Up to now, several metal oxides have been used as coating materials, except for one case, where AC was used. However, AC acts mostly as an absorbent that pre-concentrates the MPs content. The most used catalysts are manganese and iron oxides. The virgin membrane can be either ceramic or polymeric. Ceramics are resistant to ozone, whereas only certain specific polymers are suitable for ozone applications, i.e., PDMS, PVDF, PTFE. Also, the polymeric membranes, due to their intrinsic hydrophobicity, may increase the fouling occurrence. In the membrane catalytic ozonation process, so far mostly PVDF membranes have been used. Ceramic membranes have been studied extensively, because their surface can be quite easily coated with metal oxides, acting as catalysts. These membranes are mostly made from Al₂O₃. The hydrophilicity of ceramic membranes is associated with lower fouling incidence, but they present higher wettability that obstructs gas transfer (ozone) rate. In most cases the catalytic membranes cannot decrease membrane fouling, when singly applied, i.e., without the help of an oxidant agent, such as ozone.

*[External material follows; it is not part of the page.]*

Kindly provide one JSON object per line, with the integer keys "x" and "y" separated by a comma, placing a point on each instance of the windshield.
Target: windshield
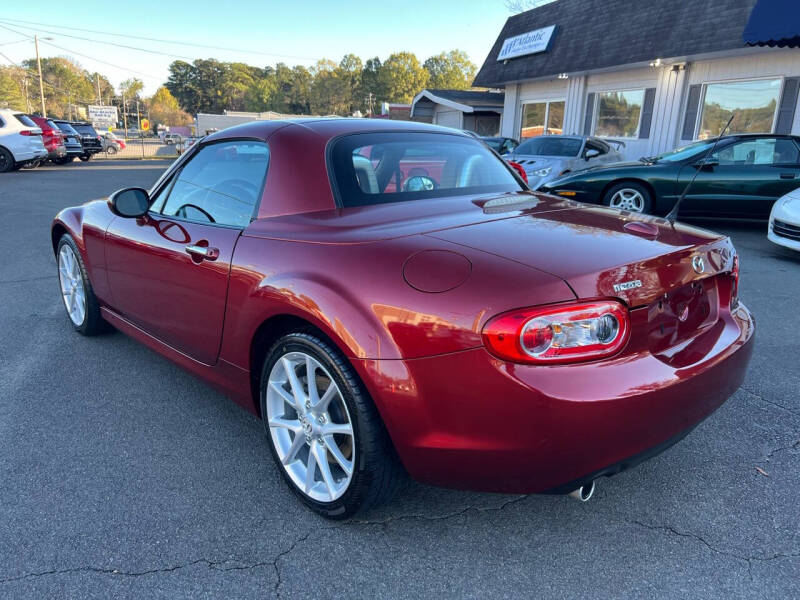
{"x": 550, "y": 146}
{"x": 374, "y": 168}
{"x": 680, "y": 154}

In general, when a catalyst is immobilized, its catalytic activity is usually less than when it is used as free aqueous suspension. However, with the application of catalytic membranes the used catalyst does not need to be recovered to be available for reuse. The catalytic membranes coupled with ozone can efficiently reduce the fouling event, as well as the formation of cake layer, deposited in the surface of the membrane and interfering with the membrane operation. Simultaneously, this hybrid process can remove/effectively degrade the MPs content. Pore size, smoothness, hydrophobicity, and surface charge can highly influence the fouling degree of a membrane, while there are four main factors that affect the catalytic performance of the system, i.e., coating times, pore size, preparation method of the metal oxide, and adsorption capacity. Except for the removal of MPs, some researchers have used the membrane catalytic ozonation process also for the effective removal of bacteria. Metal oxides agglutinate bacteria and the presence of oxidizing radicals can efficiently inactivate them.

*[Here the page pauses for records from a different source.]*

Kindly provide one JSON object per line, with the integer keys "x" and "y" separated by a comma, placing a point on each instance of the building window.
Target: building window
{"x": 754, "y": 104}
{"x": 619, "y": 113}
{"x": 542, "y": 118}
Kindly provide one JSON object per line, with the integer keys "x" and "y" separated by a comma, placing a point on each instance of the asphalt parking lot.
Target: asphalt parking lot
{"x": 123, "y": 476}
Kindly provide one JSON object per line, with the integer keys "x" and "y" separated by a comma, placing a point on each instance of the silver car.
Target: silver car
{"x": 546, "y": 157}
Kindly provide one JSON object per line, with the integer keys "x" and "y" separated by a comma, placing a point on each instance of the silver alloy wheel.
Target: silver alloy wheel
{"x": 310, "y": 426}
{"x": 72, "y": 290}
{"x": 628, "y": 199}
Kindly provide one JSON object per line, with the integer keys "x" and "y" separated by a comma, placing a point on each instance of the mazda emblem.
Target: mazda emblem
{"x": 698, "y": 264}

Although coupling catalytic membranes with ozonation seems to be a promising technology, the stability of the coatings constitutes a quite important issue of concern. In most cases the amounts of initially deposited metals leached may back into the aqueous solutions during the operation and can lead to a secondary pollution. Even for the metals without established regulation limits, their potential occurrence in drinking water sources can raise health issues. Moreover, studies about the formation of ozonation by-products and their acute potential toxicity will be considered to be essential, because they can be an additional pollution source. Finally, the coating techniques must be further developed, especially regarding the application of more ozone-resistant polymeric materials, and new solid materials can be examined for deposition onto the membranes surface, acting as potential catalysts, leading to the increase of catalyst range/options.